Post #62

There are always issues that seem to polarize opinion and there is no shortage of them in the bird world either. Keeping cats indoors or baiting owls are two examples of topics that can send birder’s blood pressure levels spiking. The House Sparrow is no exception and was likely responsible for more than a few hot collars when members met at monthly meetings during the society’s early years.

Bird Conservation History File: Five Fast Facts about the Sparrow War

#1. The House Sparrow population was well established by the time BPQ was formed. In 1919 it managed to incite what became known among members as the “Sparrow War.”

#2. While (fortunately!) by no means on par with the Plume Wars, it was a instead a heated war of words debating the merits of the introduced House Sparrow.

#3. Members like W.A. Oswald, was a Sparrow hater. A former farmer, he wanted them eradicated. He incited anger among members when, as a guest lecturer at a monthly meeting, he passionately made a case for the Sparrow’s obliteration from the landscape. He cited its detrimental invasive behavior toward other cavity nesting species like swallows, and its destructive seed eating habits. Oswald also provided alarming estimates about reproductive rates and the potential population explosion.

#4. Oswald called for the Sparrow to be shot, poisoned or trapped and for bounties on all dead sparrows, destroyed nests and eggs. After his impassioned lecture another BPQ member took to writing a letter to the editor of a local newspaper decrying this anti-Sparrow viewpoint; arguing instead that there weren’t many seeds crops to be harmed in the streets of Montreal. Oswald was a prominent and active BPQ member so it must have caused quite a stir!

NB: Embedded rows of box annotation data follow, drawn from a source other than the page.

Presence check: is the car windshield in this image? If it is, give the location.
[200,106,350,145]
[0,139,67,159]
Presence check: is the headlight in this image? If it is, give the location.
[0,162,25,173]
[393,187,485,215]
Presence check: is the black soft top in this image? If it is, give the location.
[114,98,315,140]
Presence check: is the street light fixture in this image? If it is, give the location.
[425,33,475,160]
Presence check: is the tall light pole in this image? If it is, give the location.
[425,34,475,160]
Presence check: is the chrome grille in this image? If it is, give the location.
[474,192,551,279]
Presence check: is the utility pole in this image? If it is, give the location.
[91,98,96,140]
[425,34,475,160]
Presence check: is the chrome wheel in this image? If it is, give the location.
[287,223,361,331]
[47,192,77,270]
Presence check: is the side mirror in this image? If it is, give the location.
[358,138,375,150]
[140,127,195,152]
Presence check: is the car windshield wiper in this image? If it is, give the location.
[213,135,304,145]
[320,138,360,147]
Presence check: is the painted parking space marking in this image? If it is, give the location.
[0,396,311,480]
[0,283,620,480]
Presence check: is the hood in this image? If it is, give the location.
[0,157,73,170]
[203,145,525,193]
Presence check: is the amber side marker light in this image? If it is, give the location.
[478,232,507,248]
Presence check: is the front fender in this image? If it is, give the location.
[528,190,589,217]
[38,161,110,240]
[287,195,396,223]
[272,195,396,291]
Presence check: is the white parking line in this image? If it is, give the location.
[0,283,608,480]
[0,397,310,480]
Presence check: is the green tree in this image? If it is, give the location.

#5. Lewis Terrill, BPQ’s first President, took a more moderate stance and maintained that House Sparrow numbers were on the decline along with the number of horses in the city, and argued that many Sparrows did not survive the winter so the reproductive rates were not of concern. At any rate, the killing of Sparrows was perfectly legal and remained a sport as well. An article in The Gazette of February 1923 describes an event where Sparrows are released from a box and shot clay pigeon style. It also describes how a group of men turned up at previous such shooting event and protested against it with success. The event that was causing uproar and the subject of the article was mentioned to be opposed by both BPQ and the SPCA.